Hacker Extradited from Cyprus, Partly for Breaking Into RipOffReport to Delete Complaints
I've posted a lot about people attempting to get material taken down from the Internet—attempts that often use various shady tactics (e.g., forged court orders, lawsuits against fake defendants, and more). Here's another, even more clearly criminal, alleged scheme; Tim Cushing at Techdirt has the story, and you can also see the indictment, a Justice Department press release about another indictment of the same hacker, and a City News Service article.
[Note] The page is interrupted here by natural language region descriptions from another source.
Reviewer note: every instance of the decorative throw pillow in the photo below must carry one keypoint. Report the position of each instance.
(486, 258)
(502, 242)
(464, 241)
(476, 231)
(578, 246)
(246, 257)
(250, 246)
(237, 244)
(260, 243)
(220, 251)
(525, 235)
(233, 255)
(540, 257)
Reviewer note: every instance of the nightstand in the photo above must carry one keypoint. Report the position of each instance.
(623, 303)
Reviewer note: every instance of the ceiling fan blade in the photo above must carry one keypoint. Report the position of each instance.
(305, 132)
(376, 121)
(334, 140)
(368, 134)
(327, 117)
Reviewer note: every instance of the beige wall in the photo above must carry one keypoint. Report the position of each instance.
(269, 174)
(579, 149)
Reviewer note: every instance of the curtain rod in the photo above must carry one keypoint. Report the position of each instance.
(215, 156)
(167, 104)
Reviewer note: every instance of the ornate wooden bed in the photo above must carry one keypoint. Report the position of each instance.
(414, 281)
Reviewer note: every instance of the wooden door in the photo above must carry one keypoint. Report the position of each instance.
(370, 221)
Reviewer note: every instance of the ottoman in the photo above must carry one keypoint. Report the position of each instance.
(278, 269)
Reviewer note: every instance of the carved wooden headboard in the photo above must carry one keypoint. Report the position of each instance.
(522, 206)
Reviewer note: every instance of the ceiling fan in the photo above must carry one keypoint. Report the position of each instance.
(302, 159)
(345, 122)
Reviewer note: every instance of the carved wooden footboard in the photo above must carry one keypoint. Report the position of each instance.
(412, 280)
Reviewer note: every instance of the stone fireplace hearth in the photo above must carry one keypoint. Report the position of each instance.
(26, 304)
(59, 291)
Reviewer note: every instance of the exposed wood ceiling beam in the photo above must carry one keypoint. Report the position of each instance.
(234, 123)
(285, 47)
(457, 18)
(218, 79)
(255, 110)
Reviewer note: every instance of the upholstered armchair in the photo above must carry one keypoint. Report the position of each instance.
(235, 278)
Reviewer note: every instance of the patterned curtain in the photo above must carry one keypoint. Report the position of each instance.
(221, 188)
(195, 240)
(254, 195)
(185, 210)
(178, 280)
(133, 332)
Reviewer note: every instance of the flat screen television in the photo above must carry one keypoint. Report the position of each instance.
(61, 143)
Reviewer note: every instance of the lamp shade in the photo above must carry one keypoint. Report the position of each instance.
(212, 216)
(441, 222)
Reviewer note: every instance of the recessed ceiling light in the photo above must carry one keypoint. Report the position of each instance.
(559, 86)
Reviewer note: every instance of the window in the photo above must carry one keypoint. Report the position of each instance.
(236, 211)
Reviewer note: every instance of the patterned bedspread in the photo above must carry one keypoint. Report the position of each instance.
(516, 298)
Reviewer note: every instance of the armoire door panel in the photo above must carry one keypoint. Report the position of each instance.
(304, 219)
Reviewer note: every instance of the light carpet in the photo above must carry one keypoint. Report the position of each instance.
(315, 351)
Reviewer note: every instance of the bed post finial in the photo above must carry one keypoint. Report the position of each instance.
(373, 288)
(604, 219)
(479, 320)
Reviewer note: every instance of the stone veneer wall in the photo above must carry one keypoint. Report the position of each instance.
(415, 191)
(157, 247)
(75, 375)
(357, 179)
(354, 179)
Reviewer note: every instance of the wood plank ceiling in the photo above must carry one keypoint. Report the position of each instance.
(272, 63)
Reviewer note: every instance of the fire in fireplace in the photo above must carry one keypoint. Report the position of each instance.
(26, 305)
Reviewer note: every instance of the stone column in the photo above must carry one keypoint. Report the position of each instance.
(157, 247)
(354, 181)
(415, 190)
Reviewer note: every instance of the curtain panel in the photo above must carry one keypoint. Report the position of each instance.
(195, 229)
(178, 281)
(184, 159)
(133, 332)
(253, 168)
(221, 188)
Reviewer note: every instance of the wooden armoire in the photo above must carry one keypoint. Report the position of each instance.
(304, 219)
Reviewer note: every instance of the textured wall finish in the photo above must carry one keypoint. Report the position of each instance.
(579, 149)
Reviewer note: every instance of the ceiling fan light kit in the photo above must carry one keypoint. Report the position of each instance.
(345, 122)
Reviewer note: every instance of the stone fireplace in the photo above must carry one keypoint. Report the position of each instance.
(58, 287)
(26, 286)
From the indictment, as quoted by Cushing:
On or about November 8, 2016, SEO Company negotiated a "reputation management service agreement," charging the client an initial $4000 for removal of a complaint from ROR.
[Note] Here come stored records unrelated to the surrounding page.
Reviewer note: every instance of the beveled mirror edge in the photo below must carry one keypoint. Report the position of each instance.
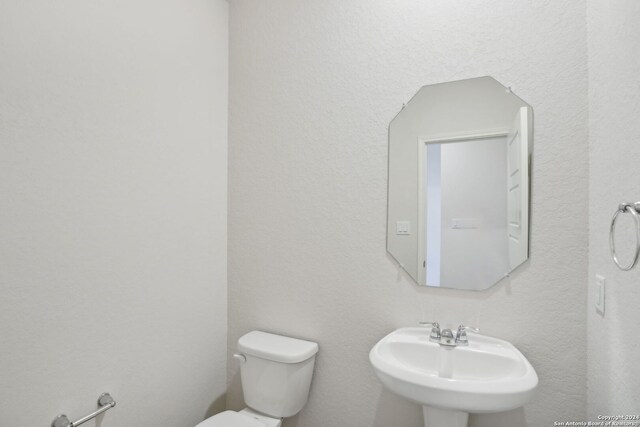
(530, 174)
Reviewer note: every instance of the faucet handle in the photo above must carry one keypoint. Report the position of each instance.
(461, 335)
(435, 330)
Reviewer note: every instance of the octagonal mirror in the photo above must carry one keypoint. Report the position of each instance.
(459, 179)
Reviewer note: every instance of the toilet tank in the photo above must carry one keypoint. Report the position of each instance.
(276, 375)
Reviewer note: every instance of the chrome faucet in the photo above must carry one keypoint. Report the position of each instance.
(435, 330)
(461, 335)
(445, 336)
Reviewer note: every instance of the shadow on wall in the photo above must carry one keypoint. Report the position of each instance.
(217, 406)
(390, 405)
(513, 418)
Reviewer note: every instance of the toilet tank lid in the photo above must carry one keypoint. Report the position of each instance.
(276, 347)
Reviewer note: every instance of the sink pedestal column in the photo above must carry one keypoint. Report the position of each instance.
(436, 417)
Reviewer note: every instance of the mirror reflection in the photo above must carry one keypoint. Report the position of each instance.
(458, 213)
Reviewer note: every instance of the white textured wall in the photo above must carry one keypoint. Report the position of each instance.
(313, 86)
(113, 209)
(614, 138)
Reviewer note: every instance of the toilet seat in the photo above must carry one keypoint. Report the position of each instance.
(230, 419)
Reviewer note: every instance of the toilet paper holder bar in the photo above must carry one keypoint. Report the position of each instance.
(105, 402)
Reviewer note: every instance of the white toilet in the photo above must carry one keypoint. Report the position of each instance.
(276, 376)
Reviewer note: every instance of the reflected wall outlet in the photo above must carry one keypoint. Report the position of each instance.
(403, 228)
(600, 282)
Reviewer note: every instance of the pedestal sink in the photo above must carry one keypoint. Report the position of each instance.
(488, 375)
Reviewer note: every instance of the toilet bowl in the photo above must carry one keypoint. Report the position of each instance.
(276, 376)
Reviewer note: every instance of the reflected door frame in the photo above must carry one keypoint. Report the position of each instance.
(423, 141)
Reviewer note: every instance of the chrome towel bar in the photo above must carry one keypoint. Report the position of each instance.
(634, 210)
(105, 402)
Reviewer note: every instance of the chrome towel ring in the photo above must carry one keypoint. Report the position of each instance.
(634, 210)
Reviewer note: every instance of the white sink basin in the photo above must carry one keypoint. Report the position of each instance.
(488, 375)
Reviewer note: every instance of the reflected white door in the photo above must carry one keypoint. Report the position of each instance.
(518, 188)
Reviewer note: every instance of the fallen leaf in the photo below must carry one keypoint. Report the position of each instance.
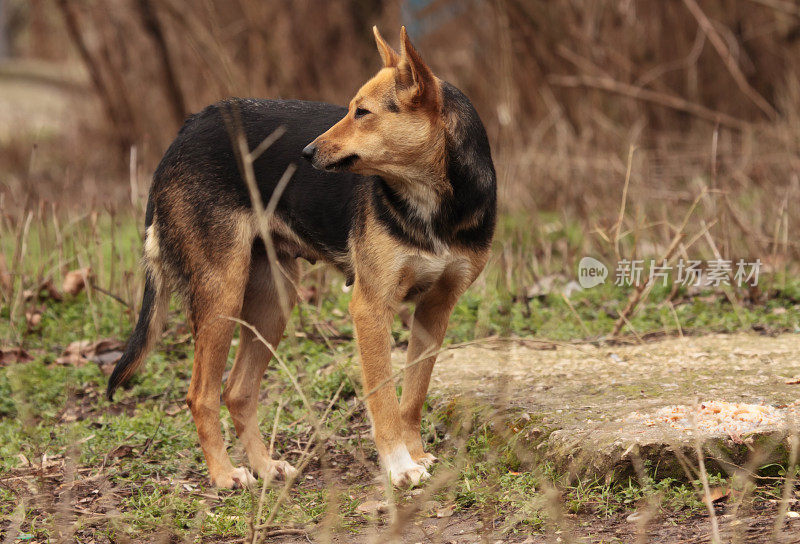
(33, 318)
(446, 511)
(373, 508)
(719, 493)
(123, 450)
(429, 508)
(637, 516)
(75, 280)
(14, 355)
(50, 289)
(104, 352)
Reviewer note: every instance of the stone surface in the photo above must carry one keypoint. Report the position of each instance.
(589, 402)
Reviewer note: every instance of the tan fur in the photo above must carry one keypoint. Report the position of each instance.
(403, 140)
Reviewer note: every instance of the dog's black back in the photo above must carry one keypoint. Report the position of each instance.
(316, 205)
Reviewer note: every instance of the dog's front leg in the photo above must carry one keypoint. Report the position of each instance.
(427, 333)
(372, 319)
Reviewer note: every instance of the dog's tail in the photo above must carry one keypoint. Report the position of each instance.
(155, 303)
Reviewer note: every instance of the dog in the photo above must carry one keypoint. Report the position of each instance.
(398, 192)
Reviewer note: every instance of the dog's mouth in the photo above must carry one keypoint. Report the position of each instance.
(342, 164)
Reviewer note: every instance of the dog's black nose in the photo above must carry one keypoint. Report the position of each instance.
(309, 150)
On or about November 9, 2016, EPIFANIOU and his co-conspirator via an instant messaging service discussed their plan to remove data from the ROR website for a fee but pretend to SEO Company's clients that it was accomplished through court orders rather than computer hacking….
On or about February 13, 2017, SEO Company negotiated a "reputation management service agreement" with another client, charging an initial $4,000 for removal of a complaint from ROR.
On or about February 14, 2017, EPIFANIOU and his co-conspirator via an instant messaging service discussed the status and profits of their ROR hack, and their intent to hack-additional customer complaint and review websites (including through website vulnerabilities and stolen employee login credentials).
On or about March 3, 2017, SEO Company negotiated a "reputation management service agreement" with another client, charging an initial $4,150 for removal of two complaints from ROR.
On or about March 31, 2017, SEO Company negotiated a "reputation management service agreement" with another client, charging $11,000 for removal of two complaints from ROR.
On or about April 27, 2017, EPIFANIOU and his co-conspirator via an instant messaging service discussed another method for unauthorized access to ROR's database, "in case the original exploit gets patched so we can drag this out for another at least 6-7 months."
Between October 2016 and May 2017, EPIFANIOU and his co-conspirator removed at least 100 complaints from the ROR database, charging SEO Company's clients approximately $3,000 to $5,000 for removal of each Complaint.
"SEO Company" here is a pseudonym; but I should note that Pierre Zarokian pleaded guilty to conspiracy with Epifaniou related to Ripoff Report, and Zarokian runs an SEO (Search Engine Optimization) company called Submit Express.
Epifaniou is also accused of other, even more serious, computer crimes; from the DoJ press release:
The indictment alleges that Epifaniou obtained confidential personal identifying information from these websites including from a free online game publisher based in Irvine, California; a hardware company based in New York, New York; an online employment website headquartered in Innsbrook, Virginia; and an online sports news website owned by Turner Broadcasting System Inc. in Atlanta, Georgia, either by directly exploiting a security vulnerability at the websites and stealing user and customer data, or by obtaining a portion of the victim website's user data from a co-conspirator who had hacked into the victim network.
After obtaining the personal identifying information, Epifaniou allegedly used proxy servers located in foreign countries to log into online email accounts and send messages to the victim websites threatening to leak the sensitive data unless a ransom was paid. He is alleged to have defrauded the entities of $56,850 in bitcoin, and two victims incurred losses of over $530,000 from remediation costs associated with the incident.